The album’s smouldering universe explores a haze of themes: isolation in ‘Welcome to My Island’, untapped potential in ‘Pretty in Possible’, carelessness and distraction in ‘Smoke’. But of all of the songs on the album none strays closer to the boundary between the world of Desire and our own universe than ‘I Believe’. A song about contradictions and endlessness, the track is dedicated to SOPHIE, one of Caroline’s close friends and collaborators, whose accidental death two years ago was felt around the world. The production is urgent, a throbbing bassline heartbeat, autotuned ECG vocalisations, and UKG drum machine percussion all pulsating beneath Caroline’s soaring vocalisations. “I don’t know, but I believe / We’ll get another day together” she sings with heartbreakingly hopeful desperation “Violent love / Feel my embrace, oh.”
“I think loss, in any form it takes, creates the space for music to come in and stitch the two sides of, you know, experience that don’t make sense to us. Like you were here and now you’re not here. I know you and now I don’t know you. I think music is one of those forms, precisely because it lives in the realm of sensation and feeling and miraculousness that can help us make sense of that, help us make sense of loss.”

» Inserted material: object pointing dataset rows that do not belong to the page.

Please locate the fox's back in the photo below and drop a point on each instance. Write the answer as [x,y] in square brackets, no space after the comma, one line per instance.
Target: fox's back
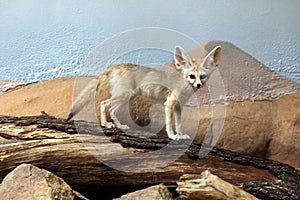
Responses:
[145,81]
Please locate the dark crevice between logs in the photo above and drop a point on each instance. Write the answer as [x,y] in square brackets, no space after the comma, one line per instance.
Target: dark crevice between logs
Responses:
[287,187]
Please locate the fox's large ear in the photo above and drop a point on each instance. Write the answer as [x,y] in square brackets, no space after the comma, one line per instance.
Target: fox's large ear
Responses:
[181,58]
[212,59]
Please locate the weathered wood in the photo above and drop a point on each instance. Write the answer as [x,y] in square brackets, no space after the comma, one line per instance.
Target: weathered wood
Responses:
[91,160]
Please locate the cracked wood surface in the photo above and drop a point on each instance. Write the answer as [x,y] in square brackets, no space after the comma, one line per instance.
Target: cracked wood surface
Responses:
[85,159]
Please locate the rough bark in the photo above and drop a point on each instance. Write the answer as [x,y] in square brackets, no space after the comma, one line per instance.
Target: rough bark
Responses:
[81,159]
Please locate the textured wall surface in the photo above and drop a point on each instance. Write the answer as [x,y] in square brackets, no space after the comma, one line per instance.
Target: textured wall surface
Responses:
[43,39]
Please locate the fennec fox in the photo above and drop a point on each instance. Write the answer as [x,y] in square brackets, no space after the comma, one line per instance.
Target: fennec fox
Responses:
[171,89]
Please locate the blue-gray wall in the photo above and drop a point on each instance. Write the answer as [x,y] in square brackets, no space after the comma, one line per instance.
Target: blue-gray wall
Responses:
[43,39]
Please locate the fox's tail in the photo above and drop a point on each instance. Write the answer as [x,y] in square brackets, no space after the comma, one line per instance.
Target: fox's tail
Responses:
[84,96]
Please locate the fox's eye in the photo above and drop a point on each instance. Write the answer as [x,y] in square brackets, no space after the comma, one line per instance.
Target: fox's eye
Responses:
[192,76]
[202,76]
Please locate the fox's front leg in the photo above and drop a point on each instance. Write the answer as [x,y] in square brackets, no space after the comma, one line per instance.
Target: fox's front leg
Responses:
[103,108]
[177,116]
[169,107]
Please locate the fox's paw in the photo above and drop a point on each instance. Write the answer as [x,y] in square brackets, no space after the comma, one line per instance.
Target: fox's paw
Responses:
[182,137]
[123,127]
[172,136]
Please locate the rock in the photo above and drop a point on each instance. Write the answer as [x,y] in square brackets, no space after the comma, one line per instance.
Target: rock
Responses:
[262,108]
[157,192]
[209,186]
[27,182]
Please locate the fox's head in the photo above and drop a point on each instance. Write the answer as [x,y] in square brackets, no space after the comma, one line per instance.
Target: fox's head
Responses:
[196,71]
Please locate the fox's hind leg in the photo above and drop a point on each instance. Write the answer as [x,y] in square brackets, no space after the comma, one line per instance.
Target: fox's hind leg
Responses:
[113,116]
[177,116]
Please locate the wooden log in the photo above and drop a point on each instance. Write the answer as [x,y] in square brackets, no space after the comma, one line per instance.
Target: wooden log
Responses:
[90,160]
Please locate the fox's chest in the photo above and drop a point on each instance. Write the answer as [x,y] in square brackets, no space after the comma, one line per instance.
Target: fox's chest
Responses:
[161,93]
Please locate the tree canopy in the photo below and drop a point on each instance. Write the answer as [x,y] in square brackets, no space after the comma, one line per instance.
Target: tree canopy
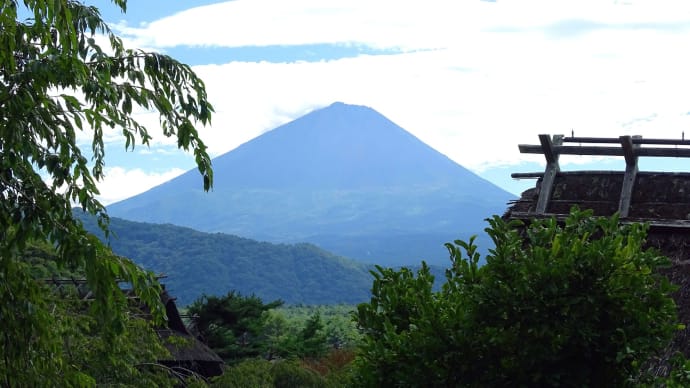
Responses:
[66,80]
[573,304]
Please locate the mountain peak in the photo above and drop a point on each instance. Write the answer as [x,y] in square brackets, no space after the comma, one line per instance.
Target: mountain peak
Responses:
[340,172]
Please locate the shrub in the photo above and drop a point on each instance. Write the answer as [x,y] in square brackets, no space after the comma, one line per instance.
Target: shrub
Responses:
[572,304]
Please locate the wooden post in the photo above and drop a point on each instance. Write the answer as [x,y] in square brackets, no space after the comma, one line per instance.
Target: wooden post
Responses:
[630,173]
[552,168]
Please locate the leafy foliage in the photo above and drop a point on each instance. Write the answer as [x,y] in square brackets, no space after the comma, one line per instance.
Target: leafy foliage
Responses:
[578,304]
[59,84]
[232,325]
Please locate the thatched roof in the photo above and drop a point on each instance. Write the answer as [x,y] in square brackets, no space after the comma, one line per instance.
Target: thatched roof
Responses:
[659,198]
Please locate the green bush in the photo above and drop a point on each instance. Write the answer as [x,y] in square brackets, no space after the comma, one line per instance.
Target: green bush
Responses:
[572,304]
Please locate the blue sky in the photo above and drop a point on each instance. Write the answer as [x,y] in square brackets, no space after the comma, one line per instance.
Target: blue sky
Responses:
[471,78]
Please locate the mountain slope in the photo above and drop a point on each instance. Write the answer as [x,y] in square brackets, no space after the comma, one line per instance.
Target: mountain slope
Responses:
[343,177]
[215,263]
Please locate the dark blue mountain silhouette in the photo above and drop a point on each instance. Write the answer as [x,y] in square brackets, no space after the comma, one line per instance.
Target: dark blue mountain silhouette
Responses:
[343,177]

Chronologically, ‘I Believe’ was written in 2021 amongst an outpouring of musical tributes to the late auteur (do NOT listen to Sega Bodega’s ‘Um Um’ late at night alone), many of which came from SOPHIE’s friends and collaborators at PC Music. Both Caroline and SOPHIE were affiliated with (although not technically signed to) the British experimental pop label, which announced earlier this year that it was closing its doors at the end of December. PC Music and its impact on pop music has been formative for many artists including Caroline, who met label head A. G. Cook and friends Danny L Harle, Charli XCX, Hannah Diamond, Hyd at a pivotal moment in her life. Looking back, she cherishes the way the collective built a co-constitutive creative scene.
“It wasn’t really about credit or cuts or publishing or signalling anything, it was really just about having fun and pushing boundaries and keeping each other on our toes… I think that spirit of collaboration in this friend group is going to continue for many years to come, regardless of what label is officially releasing.”